Installation of electrical power cable often requires that it be pulled through tight spaces or small openings in, and in engagement with, narrow conduits, raceways, cabletrays, or passageways in rafters or joists. This becomes problematic since the exterior surface of the cable sheath normally has a multitude of forces acting on it, therefore requiring a large pulling force. Moreover, installation parameters include maximum allowable cable pulling tension and/or sidewall pressure limits. Exceeding these limits can result in degradation of the cable, physical damage and inferior installation.
To overcome this problem, the general industry practice has been to coat the exterior surface of the cable sheath with a lubricant at the job site in order to reduce the coefficient of friction between this surface and the conduit walls or like surfaces, typically using vaselines or lubricants produced specifically for such purpose, such as Yellow 77® (hereinafter, “Y 77”). However, applying a lubricant like Y 77 to the finished cable at the job site poses problems, principally the additional time, expense and manpower required to lubricate the finished cable surface at the job site as well as to clean up after the lubricating process is completed.

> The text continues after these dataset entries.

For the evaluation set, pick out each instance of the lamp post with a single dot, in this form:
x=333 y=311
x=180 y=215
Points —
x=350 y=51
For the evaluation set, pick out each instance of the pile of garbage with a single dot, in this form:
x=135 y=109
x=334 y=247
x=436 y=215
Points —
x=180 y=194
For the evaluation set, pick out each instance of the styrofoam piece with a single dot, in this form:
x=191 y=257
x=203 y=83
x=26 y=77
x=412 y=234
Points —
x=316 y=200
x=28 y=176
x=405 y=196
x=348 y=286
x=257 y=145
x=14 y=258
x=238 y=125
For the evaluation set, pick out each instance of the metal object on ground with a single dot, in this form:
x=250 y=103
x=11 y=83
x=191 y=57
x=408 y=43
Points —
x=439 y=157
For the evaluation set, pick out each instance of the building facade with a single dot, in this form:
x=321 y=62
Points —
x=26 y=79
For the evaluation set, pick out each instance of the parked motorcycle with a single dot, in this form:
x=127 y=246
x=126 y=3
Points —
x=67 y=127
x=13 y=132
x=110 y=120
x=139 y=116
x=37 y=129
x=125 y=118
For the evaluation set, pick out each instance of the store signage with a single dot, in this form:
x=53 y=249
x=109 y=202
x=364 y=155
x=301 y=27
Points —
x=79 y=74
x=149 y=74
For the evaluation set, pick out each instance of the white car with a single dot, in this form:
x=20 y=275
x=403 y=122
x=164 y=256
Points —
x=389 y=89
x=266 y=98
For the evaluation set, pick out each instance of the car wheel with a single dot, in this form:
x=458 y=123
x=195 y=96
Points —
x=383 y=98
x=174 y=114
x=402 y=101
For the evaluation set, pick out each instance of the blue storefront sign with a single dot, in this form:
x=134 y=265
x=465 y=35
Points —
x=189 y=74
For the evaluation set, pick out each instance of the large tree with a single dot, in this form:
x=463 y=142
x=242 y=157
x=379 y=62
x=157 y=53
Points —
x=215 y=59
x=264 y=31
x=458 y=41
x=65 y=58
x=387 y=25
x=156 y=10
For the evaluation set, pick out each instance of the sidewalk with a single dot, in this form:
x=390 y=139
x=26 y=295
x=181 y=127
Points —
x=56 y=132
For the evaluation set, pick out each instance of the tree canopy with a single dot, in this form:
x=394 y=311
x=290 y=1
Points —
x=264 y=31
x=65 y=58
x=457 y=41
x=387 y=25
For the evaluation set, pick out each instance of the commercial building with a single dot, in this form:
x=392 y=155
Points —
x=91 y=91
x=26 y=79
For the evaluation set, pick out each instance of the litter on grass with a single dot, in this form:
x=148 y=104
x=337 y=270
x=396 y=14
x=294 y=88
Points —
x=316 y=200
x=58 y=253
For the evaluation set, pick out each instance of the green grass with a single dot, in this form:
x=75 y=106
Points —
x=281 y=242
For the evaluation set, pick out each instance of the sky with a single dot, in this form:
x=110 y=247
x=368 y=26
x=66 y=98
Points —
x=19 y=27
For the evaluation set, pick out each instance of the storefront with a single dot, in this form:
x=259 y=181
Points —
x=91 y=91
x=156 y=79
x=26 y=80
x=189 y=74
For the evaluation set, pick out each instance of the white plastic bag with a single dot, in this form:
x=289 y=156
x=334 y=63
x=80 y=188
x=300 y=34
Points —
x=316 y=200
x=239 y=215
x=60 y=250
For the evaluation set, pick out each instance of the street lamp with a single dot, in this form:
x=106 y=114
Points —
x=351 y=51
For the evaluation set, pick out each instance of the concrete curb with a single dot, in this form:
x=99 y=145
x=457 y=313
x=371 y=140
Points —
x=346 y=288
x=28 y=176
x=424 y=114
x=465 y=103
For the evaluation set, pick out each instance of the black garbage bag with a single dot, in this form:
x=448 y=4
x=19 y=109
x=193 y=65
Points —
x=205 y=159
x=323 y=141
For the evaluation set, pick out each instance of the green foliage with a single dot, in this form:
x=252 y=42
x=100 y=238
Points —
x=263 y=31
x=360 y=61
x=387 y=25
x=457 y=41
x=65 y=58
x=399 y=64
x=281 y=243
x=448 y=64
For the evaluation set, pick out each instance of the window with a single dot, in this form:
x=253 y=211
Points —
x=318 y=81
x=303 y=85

Alternative solutions have been proposed, including the application of a separate lubricant layer after the polymeric sheath has been formed or extruded during the manufacturing of the cable, or the application of granules of material to the still-hot sheath during the extrusion process, which granules are designed to become detached when the cable is pulled through the duct. These solutions not only require major alterations of the manufacturing line, but result in a loss in manufacturing time, increased economic costs, and undesirable fluctuations in the geometrical dimensions of the cable sheaths. Other proposed solutions have involved spraying, dipping, or otherwise externally applying a “pulling ” lubricant to the exterior surface of the sheath, but these techniques have not been satisfactory for all conditions of service.
As a result, a major breakthrough in this area has been the development of an innovative process by which a preselected pulling lubricant, of appropriate type and sufficiency, is internally introduced during the cable manufacture into the material that is to form the sheath, so that the pulling lubricant, either by migration through, or permeation throughout, the sheath becomes available at the exterior surface of the cable sheath at the time of the cable's installation, and is effective to reduce the amount of force required to install the cable. This process is described in U.S. Pat. No. 7,411,129, assigned to the assignee of the present invention, and is incorporated herein by reference in its entirety. The herein described invention is a specific improvement to such process, as applied to crosslinked insulation of the sheath.
It is important to an understanding of the present invention to know the difference between what are referred to as “pulling lubricants” and what are “processing lubricants.” A pulling lubricant is a lubricant that appears at the outside surface of the sheath of the cable and is effective to reduce the force necessary to install the cable through building conduits and the like. A processing lubricant is lubricating material that is used to facilitate the cable manufacturing process, such as improving the flow of polymer chains during any polymer compounding as well as during the extrusion processes while the polymer is in its molten or melt phase. Cable manufacturers have long used processing lubricants, such as stearic acid or ethylene bis-stearamide wax, as a minor component of the polymeric compound from which the cable sheath is formed. Because a processing lubricant is normally not effective except when the polymer is in this melt phase, the effect of a processing lubricant as an external lubricant is essentially non-existent in the final hardened polymer sheath of the cable. Even where there may be an excessive amount of the processing lubricant, a separate pulling lubricant would still be required to sufficiently reduce the cable sheaths' exterior surface coefficient of friction as well as minimize the pulling force necessary to install the cable.
Accordingly, there has been a long-felt need for an effective method of providing a pulling lubricant at the exterior surface of finished power cables having insulation formed of crosslinked polymeric material, in which the pulling lubricant is effective to reduce the required installation pulling force.